We All Know Plastic Straws Are Bad, But Is The 'War On Straws' Justified?
South Australia has plans to ban them. McDonald's is looking to phase them out.
Plastic straws have become the visual target of the environmental movement (when it isn't plastic bags, or coffee cups). But is it really the best use of our environmental energies?
A widely shared Bloomberg article published last year declared the plastic straw "crisis" a fashionable movement that distracted from "far more useful efforts" of curbing plastic use.
It pointed out that plastic straws littering our oceans paled in comparison to abandoned fishing nets, which is estimated to account for between 10 and 46 percent of the roughly eight million metric tons of plastic in the world's oceans.
They're called ghost nets: fishing gear lost or abandoned at sea. Dr Denise Hardesty, principal research scientist with CSIRO's Oceans and Atmosphere team, said it's a "substantial problem" in areas where illegal fishing is rampant, depleting fish stocks by between five and 30 percent.
"Fishing is not immensely profitable for the small scale [legal] fishers, so they can't afford to lose their nets -- it's too costly for them," Hardesty told 10 daily.
"However, if you're fishing illegally, and you're being chased across an area where you're not meant to be, you're going to cut your net and run."
The Bloomberg article argued that environmentalist efforts to switch us all on to metal or bamboo straws were wasted, when they should be trying to crack down on ghost net.
It cited the positive example of tuna companies buckling to consumer pressure to stop netting dolphins, saying similar tactics could help establish incentives for local fisherman to bring nets to a disposal point -- something Hardesty, who has studied this for a decade, said would work.

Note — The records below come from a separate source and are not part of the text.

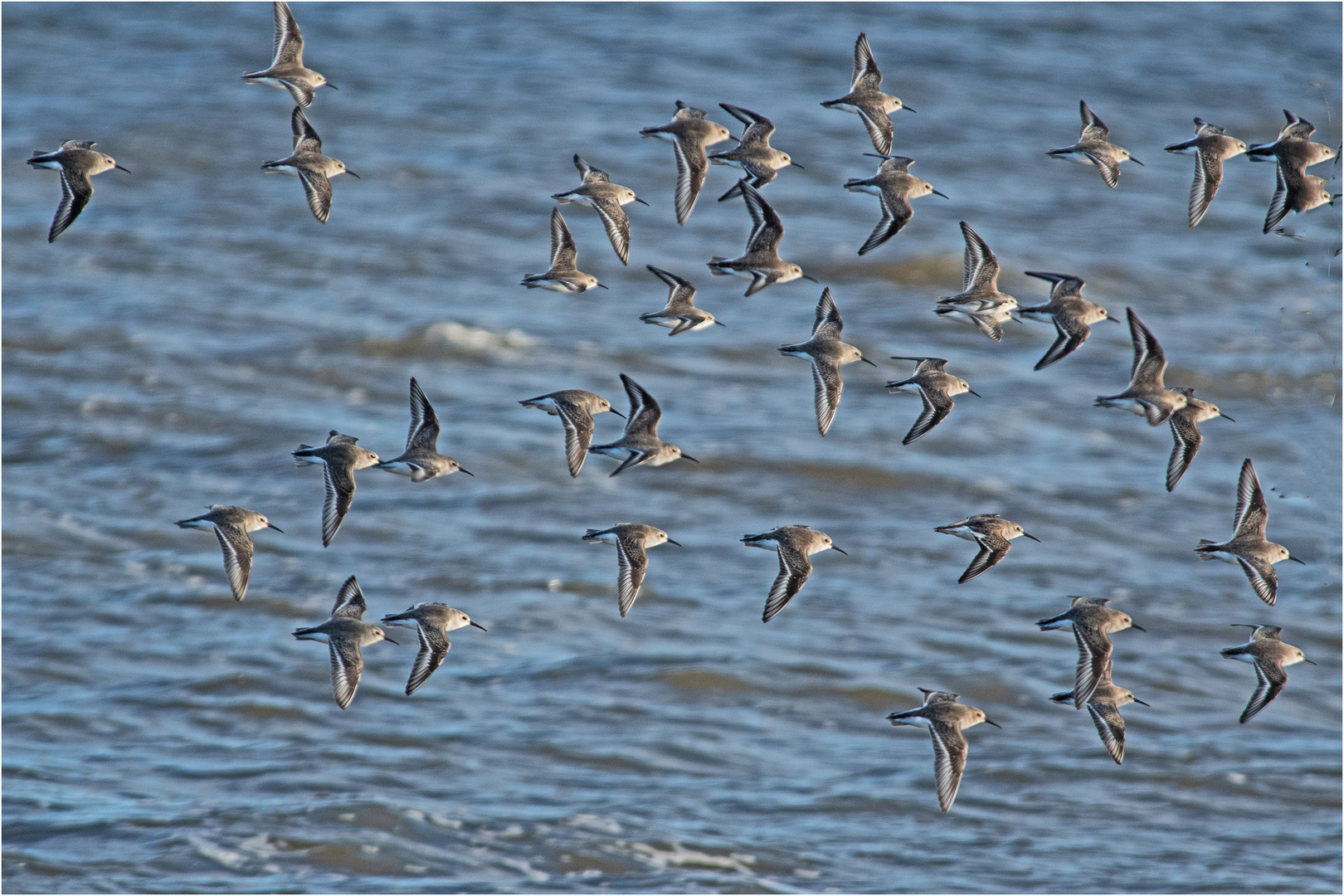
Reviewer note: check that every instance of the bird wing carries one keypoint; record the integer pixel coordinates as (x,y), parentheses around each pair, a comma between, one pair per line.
(1269,681)
(933,414)
(347,665)
(949,761)
(424,433)
(435,646)
(75,192)
(992,550)
(895,214)
(691,165)
(633,562)
(795,568)
(1186,437)
(340,490)
(238,550)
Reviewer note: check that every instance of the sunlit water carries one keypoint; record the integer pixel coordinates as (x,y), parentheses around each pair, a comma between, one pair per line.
(197,323)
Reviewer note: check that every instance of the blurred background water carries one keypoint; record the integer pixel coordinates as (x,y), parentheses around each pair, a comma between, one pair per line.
(197,323)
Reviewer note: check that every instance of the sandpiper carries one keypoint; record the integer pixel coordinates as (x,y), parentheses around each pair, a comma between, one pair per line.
(680,314)
(1210,149)
(631,540)
(308,163)
(945,719)
(346,633)
(828,355)
(754,155)
(894,186)
(563,275)
(606,199)
(1147,395)
(761,264)
(936,387)
(286,69)
(1269,655)
(979,299)
(1094,149)
(421,458)
(1103,707)
(866,99)
(340,457)
(231,527)
(992,533)
(433,622)
(576,410)
(1071,314)
(1296,191)
(640,444)
(1186,433)
(1092,622)
(793,543)
(689,132)
(1249,548)
(1293,147)
(77,163)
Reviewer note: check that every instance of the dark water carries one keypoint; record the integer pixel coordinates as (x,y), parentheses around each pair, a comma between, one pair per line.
(197,323)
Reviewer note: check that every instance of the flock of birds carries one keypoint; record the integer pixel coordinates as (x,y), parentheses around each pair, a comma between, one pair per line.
(979,303)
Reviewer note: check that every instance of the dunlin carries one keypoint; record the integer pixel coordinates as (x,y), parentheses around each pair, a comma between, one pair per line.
(936,387)
(828,355)
(641,442)
(680,314)
(761,262)
(286,69)
(1186,433)
(77,163)
(1094,149)
(894,186)
(576,410)
(606,199)
(340,457)
(1071,314)
(1093,624)
(231,527)
(1103,707)
(346,633)
(866,99)
(1210,149)
(433,622)
(563,275)
(979,299)
(421,458)
(308,163)
(992,533)
(1249,548)
(795,544)
(1147,395)
(945,719)
(754,155)
(689,132)
(631,540)
(1269,655)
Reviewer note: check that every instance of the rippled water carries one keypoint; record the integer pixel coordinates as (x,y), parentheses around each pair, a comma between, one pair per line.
(197,323)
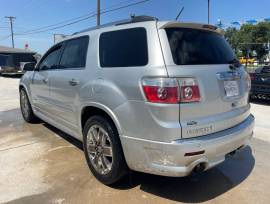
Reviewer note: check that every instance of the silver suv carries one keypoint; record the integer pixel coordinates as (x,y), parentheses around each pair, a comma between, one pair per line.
(166,98)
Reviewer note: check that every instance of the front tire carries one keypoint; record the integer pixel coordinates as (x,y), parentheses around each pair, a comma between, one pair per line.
(103,150)
(26,109)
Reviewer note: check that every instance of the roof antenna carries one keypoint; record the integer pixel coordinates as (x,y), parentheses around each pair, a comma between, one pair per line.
(179,13)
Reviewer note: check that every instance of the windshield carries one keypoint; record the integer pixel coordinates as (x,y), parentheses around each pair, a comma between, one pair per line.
(193,47)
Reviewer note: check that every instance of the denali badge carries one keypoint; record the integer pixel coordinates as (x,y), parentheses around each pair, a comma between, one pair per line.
(200,131)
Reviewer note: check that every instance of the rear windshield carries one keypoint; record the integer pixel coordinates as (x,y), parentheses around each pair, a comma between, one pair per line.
(193,47)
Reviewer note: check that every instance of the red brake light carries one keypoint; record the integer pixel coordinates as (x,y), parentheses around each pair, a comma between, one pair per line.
(161,90)
(170,90)
(252,76)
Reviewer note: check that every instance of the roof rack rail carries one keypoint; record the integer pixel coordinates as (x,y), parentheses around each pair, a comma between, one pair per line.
(132,19)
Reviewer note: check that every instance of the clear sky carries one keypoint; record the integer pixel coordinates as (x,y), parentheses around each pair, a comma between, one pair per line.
(32,14)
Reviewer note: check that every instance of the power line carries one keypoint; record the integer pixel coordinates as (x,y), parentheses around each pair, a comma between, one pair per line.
(5,37)
(11,18)
(83,19)
(71,19)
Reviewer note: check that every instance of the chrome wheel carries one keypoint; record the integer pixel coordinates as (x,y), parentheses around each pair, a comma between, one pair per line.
(24,104)
(99,149)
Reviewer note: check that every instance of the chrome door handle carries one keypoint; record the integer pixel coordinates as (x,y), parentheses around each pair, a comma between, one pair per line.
(73,82)
(45,81)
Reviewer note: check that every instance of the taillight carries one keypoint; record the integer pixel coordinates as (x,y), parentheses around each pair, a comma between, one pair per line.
(252,76)
(248,80)
(161,90)
(171,90)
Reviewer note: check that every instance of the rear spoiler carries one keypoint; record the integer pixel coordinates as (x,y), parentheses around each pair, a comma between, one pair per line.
(208,27)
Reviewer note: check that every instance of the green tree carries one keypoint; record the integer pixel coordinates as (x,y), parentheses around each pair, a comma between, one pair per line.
(231,35)
(245,39)
(261,35)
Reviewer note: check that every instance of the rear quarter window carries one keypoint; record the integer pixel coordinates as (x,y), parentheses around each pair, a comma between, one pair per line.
(75,52)
(123,48)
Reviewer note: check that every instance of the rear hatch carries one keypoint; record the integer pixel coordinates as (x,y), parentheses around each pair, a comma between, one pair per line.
(205,56)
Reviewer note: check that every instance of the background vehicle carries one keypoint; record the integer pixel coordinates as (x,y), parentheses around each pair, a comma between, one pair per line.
(160,97)
(244,60)
(260,83)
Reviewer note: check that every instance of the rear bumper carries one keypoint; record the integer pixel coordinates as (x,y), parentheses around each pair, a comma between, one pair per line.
(168,159)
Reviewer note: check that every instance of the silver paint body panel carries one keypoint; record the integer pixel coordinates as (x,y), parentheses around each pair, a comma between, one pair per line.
(154,136)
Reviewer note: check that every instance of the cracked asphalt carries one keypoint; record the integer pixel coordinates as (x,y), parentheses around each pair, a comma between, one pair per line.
(40,164)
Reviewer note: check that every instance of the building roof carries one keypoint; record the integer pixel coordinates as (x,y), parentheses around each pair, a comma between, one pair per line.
(4,49)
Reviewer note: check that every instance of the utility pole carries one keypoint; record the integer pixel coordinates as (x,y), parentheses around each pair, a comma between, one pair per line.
(11,18)
(98,12)
(208,11)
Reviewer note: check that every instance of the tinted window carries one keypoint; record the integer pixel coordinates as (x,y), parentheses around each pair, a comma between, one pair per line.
(23,57)
(4,60)
(123,48)
(74,54)
(266,69)
(191,46)
(51,59)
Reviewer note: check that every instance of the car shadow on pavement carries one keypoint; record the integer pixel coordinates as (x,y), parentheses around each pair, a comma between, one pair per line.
(192,189)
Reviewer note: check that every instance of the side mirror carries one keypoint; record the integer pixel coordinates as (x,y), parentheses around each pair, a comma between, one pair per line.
(29,66)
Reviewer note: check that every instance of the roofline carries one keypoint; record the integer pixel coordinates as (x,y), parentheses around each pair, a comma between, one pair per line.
(132,19)
(200,26)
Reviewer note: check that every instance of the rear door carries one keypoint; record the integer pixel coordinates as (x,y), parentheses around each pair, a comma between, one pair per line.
(66,80)
(205,56)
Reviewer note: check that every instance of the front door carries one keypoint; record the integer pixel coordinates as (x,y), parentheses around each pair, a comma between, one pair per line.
(40,84)
(66,81)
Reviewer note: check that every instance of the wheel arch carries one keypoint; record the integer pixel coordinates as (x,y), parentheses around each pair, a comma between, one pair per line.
(97,109)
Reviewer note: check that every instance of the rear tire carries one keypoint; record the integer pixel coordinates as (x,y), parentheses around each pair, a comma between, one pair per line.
(26,108)
(103,150)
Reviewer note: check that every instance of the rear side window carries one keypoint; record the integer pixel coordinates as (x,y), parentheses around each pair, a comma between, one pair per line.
(74,54)
(51,59)
(123,48)
(194,47)
(266,69)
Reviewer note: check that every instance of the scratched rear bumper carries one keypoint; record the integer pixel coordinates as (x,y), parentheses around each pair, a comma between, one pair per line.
(168,159)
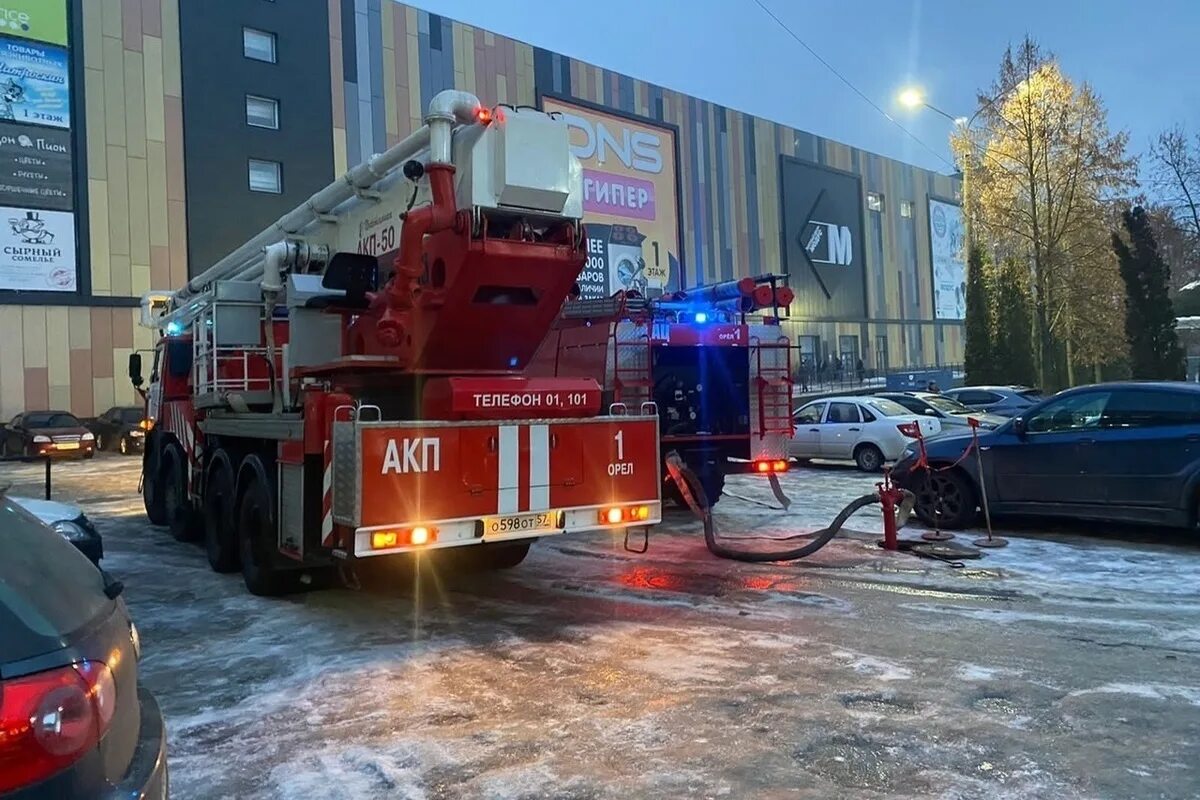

That being said, millions of plastic straws are still being found on Australia's coastline. A widely cited statistic suggests Australians use 10 million straws per day (equating to 3.5 billion per year).
Clean Up Australia's Terrie-Ann Johnson told 10 daily that plastic straws were the number one 'rubbish' item picked up in 2018.
"We had over 7,500 straws reported to us, and that's just the tip of the iceberg," she said, explaining that they only receive data 10 percent of locations.
"It's significant. And the big issue around straws is that they are just so obviously short term, single use. We use them for 15 minutes, and throw them away."
We're also facing an exponentially increasing plastic problem. Over the next 11 years, we'll be making more plastic than we have since classic production began in the 1960s.
"The amount of plastic going into the ocean is tracking cumulatively," Hardesty said.
"As much as we're cleaning up and doing beach clean ups and everything, we're not keeping up with the amount we're creating."
The thing is -- we all know plastic straws are bad. Paper straws are emerging as the alternative du jour, but although they're far less environmentally damaging, they aren't a perfect solution.
When McDonald's moved to using paper straws in Europe, it found they were unable to be recycled. (It's working on a "sustainable solution".)
And disability activates have rightly pointed out again and again that plastic straws can be pretty vital to people with disabilities, where paper, bamboo or metal straws simply won't work.
So what are the solutions? Both Johnson and Hardesty cited incentives to fixing the issue, pointing to everything from South Australia's rebate for handing in plastic bottles, to farmers in Indonesia asking for recycling points where they can turn in broken nets.
Hardesty also pointed to enforcement of no plastic policies. Kenya, for example, might have the world's strictest enforcement of a plastic bag ban, with fines of US $40,000 for bring one into the country, but it's working.
"It's remarkable," Hardesty said. "You do not find pieces of plastic."
Johnson, meanwhile, is "very determined" to disrupt plastic use at every level: from the consumer bring a keep cup, to the manufacture using recyclable packaging, to the very products on offer.
And she's hopeful -- incredibly so.
"I'm a lot more encouraged than I have been in a while," she said.
"There's a groundswell of interest and awareness, and a real desire to change things. We can actually fix this."